Students must also have at least 80% attendance at laboratory sessions.
This course is a standard 15 point course delivered across two semesters (7.5 points per semester), and will include two assessments; one in semester 1 and one in semester 2.
On average, students are expected to spend 150 hours in each 15 point course that they are enrolled in.
Therefore, for this course you should expect to commit 24 hours per semester to direct contact via on-campus counselling laboratory practice. Attendance at timetabled laboratory practice is compulsory.
You can also reasonably expect to commit up to 100 hours to independent learning across the two semesters. This may include reading (and more reading), note-taking, face-to-face and/or discussion, writing, engaging in collaborative group work, problem solving, undertaking practical tasks, reflecting on learning, accessing learning and study resources, and assignment, preparation and completion.
Campus Experience & Campus Experience
At least 80% attendance is required at scheduled weekly labs to receive credit for the practical components of the course.
Course materials are made available in a learning and collaboration tool called Canvas which also includes reading lists and lecture recordings (where available).
Please remember that the recording of any class on a personal device requires the permission of the instructor.
This course is practical and experiential. Classes take the form of interactive small groups of between 4 and 5 students and one tutor. Students are expected to practice counselling each other within a safe and supervised environment. Recordings will be made of each counselling session and made available for review and critique via a secure section of the CANVAS page. These recordings are only available to group members.
At the end of every semester students will be invited to give feedback on the course and teaching through a tool called SET or Qualtrics. The lecturers and course co-ordinators will consider all feedback and respond with summaries and actions.
Your feedback helps teachers to improve the course and its delivery for future students.
Class Representatives in each class can take feedback to the department and faculty staff-student consultative committees.
The University of Auckland will not tolerate cheating, or assisting others to cheat, and views cheating in coursework as a serious academic offence. The work that a student submits for grading must be the student's own work, reflecting their learning. Where work from other sources is used, it must be properly acknowledged and referenced. This requirement also applies to sources on the internet. A student's assessed work may be reviewed against online source material using computerised detection mechanisms.
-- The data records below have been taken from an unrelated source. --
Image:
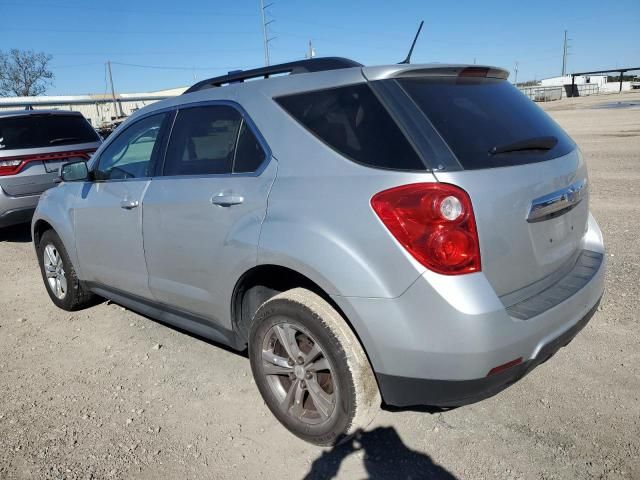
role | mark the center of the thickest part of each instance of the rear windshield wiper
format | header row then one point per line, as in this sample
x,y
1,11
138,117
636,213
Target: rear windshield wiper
x,y
63,139
536,143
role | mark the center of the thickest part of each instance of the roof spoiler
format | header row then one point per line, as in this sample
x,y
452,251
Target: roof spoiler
x,y
291,68
434,70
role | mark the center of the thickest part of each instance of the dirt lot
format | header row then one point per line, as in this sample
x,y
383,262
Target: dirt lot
x,y
107,393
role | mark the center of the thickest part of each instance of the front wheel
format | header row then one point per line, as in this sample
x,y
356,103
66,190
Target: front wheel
x,y
311,369
60,279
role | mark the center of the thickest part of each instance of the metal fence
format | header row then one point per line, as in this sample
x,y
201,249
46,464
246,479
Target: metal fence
x,y
547,94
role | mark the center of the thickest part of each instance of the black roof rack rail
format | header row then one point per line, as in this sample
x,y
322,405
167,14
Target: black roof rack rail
x,y
299,66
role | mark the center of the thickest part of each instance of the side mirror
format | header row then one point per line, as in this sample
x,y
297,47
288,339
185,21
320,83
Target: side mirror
x,y
74,171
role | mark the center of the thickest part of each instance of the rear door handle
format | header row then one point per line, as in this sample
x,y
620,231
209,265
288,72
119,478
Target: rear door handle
x,y
129,204
227,200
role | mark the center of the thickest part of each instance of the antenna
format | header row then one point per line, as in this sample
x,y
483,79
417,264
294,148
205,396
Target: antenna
x,y
408,59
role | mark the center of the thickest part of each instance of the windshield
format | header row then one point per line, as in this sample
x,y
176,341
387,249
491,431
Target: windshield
x,y
487,122
38,131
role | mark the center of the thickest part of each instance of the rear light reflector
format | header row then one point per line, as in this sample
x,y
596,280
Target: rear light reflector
x,y
505,366
13,165
434,222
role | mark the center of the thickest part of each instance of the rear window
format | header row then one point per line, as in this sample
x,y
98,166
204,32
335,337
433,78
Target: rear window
x,y
352,121
37,131
488,122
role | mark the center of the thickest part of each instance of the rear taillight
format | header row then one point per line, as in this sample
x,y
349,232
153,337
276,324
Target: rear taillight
x,y
7,167
435,223
13,165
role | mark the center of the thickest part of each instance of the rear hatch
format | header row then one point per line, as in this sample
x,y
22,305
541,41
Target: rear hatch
x,y
33,146
526,179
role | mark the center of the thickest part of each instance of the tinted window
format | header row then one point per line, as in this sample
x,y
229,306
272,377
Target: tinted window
x,y
130,154
249,153
203,141
46,130
476,115
352,121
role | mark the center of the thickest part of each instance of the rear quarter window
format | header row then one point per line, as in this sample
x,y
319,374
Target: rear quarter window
x,y
352,121
47,130
476,115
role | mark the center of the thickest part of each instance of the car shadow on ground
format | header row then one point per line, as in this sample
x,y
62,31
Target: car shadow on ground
x,y
16,233
385,456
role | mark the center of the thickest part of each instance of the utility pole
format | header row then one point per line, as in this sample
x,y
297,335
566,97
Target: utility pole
x,y
564,55
113,93
312,52
266,39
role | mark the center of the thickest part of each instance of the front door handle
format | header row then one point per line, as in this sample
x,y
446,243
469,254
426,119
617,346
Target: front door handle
x,y
129,204
223,200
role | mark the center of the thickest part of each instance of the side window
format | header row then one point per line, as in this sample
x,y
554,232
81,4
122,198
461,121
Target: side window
x,y
130,154
203,141
352,121
249,153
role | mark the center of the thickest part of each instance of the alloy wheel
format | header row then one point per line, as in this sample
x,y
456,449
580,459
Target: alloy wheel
x,y
54,271
298,373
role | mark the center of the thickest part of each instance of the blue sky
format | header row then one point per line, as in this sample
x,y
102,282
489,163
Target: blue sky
x,y
196,39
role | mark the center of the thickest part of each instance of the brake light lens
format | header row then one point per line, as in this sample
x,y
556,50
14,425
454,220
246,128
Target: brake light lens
x,y
13,165
434,222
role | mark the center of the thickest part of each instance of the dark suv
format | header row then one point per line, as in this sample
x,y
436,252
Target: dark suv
x,y
33,146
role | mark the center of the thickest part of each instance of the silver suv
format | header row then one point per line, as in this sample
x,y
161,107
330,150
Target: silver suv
x,y
33,146
406,234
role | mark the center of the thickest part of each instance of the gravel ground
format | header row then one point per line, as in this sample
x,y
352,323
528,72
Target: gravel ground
x,y
107,393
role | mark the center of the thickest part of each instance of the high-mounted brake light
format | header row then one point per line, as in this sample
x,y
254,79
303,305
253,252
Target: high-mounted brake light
x,y
435,223
13,165
474,72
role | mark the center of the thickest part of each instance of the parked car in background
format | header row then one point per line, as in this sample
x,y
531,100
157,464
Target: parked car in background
x,y
411,234
33,146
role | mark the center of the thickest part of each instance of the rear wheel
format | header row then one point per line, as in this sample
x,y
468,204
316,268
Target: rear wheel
x,y
311,369
60,279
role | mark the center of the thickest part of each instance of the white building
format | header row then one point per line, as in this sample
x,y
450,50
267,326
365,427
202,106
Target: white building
x,y
97,108
599,80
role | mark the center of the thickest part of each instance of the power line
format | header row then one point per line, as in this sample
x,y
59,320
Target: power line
x,y
170,67
265,25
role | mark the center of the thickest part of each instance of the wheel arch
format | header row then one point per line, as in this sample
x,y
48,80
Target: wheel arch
x,y
262,282
39,227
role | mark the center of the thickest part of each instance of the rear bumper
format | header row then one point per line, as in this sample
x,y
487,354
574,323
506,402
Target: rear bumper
x,y
16,210
406,392
437,342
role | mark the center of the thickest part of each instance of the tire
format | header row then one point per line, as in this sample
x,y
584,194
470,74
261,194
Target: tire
x,y
324,397
59,275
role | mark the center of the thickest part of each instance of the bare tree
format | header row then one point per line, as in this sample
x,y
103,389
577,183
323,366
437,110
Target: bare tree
x,y
24,73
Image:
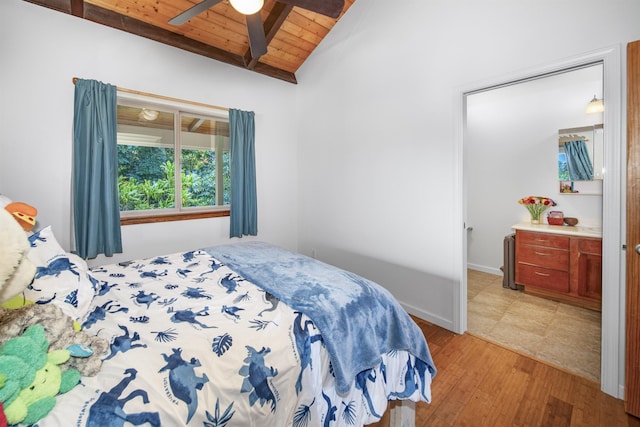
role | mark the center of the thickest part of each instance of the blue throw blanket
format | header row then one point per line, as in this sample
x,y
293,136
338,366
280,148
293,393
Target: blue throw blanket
x,y
359,320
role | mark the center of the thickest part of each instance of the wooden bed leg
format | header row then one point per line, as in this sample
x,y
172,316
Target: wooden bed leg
x,y
403,414
400,414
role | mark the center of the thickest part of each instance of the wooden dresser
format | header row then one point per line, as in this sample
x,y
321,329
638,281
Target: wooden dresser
x,y
560,263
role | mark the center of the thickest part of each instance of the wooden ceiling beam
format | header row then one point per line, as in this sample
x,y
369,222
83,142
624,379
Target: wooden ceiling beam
x,y
271,25
142,29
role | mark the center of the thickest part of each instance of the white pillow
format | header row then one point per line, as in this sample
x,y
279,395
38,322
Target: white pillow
x,y
16,269
61,278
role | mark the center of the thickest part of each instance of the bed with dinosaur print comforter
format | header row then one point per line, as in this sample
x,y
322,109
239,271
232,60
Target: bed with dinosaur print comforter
x,y
194,343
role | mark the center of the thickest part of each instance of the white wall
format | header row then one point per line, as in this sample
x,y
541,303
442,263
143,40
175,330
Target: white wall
x,y
42,50
377,117
511,151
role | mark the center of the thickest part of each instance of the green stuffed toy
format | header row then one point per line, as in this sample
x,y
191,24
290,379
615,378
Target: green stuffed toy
x,y
28,359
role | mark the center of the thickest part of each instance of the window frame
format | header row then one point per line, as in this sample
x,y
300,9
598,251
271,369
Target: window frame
x,y
178,107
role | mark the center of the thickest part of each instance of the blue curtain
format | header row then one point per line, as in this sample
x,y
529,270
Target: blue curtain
x,y
96,207
244,205
578,160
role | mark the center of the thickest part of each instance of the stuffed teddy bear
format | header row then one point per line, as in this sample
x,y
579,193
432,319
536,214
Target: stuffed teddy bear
x,y
59,330
37,398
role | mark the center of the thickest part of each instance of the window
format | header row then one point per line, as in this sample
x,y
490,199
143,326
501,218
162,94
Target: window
x,y
173,162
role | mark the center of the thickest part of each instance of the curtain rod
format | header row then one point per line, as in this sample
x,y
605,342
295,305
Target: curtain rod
x,y
166,98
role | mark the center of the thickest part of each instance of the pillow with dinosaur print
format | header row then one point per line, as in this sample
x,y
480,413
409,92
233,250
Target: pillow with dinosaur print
x,y
61,278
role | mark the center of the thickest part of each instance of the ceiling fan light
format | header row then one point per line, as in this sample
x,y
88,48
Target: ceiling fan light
x,y
247,7
595,106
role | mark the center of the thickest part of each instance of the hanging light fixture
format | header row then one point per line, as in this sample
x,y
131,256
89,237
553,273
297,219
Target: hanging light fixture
x,y
148,114
247,7
595,106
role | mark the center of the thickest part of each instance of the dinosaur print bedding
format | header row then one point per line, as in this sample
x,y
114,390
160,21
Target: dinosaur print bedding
x,y
193,343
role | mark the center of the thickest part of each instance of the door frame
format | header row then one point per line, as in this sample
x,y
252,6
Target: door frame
x,y
612,344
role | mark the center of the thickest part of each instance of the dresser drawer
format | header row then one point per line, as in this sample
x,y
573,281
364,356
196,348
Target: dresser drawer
x,y
590,246
541,239
554,280
557,259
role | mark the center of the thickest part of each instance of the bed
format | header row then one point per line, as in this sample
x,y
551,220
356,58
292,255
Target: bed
x,y
244,334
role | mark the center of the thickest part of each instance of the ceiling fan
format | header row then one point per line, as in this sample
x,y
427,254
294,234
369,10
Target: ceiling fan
x,y
251,10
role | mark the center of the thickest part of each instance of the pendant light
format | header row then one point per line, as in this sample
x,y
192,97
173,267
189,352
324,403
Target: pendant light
x,y
247,7
595,106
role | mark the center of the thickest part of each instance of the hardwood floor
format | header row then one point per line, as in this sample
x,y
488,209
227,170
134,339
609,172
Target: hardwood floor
x,y
480,383
561,334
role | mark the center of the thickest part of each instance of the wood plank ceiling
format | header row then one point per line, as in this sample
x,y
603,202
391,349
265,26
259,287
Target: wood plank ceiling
x,y
219,33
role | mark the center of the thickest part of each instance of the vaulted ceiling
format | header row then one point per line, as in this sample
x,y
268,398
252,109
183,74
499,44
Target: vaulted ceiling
x,y
219,32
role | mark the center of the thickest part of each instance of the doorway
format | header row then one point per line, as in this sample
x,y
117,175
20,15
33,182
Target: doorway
x,y
611,347
512,137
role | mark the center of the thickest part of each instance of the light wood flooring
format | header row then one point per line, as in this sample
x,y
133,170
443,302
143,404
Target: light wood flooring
x,y
563,335
480,383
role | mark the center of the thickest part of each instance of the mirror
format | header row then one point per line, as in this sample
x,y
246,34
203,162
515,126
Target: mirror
x,y
580,154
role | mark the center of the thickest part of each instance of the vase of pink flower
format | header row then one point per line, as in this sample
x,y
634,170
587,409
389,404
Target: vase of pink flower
x,y
536,205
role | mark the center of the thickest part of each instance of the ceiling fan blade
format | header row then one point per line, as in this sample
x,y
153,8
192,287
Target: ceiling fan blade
x,y
193,11
330,8
257,39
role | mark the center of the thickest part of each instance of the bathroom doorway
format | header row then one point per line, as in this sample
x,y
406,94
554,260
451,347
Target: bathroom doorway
x,y
609,204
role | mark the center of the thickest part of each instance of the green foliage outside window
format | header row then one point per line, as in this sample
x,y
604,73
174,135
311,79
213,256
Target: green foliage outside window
x,y
146,178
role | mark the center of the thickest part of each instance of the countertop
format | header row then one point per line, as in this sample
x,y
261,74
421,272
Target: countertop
x,y
571,230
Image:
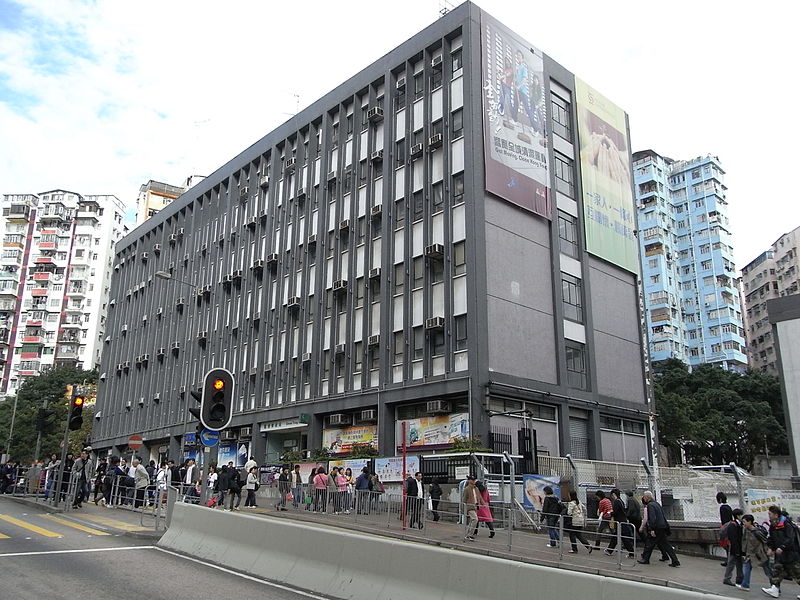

Class representatives are students tasked with representing student issues to departments, faculties, and the wider university. If you have a complaint about this course, please contact your class rep who will know how to raise it in the right channels. See your departmental noticeboard for contact details for your class reps.
All students are asked to discuss any impairment related requirements privately, face to face and/or in written form with the course coordinator, lecturer or tutor.
Student Disability Services also provides support for students with a wide range of impairments, both visible and invisible, to succeed and excel at the University. For more information and contact details, please visit the Student Disability Services’ website http://disability.auckland.ac.nz
If your ability to complete assessed coursework is affected by illness or other personal circumstances outside of your control, contact a member of teaching staff as soon as possible before the assessment is due.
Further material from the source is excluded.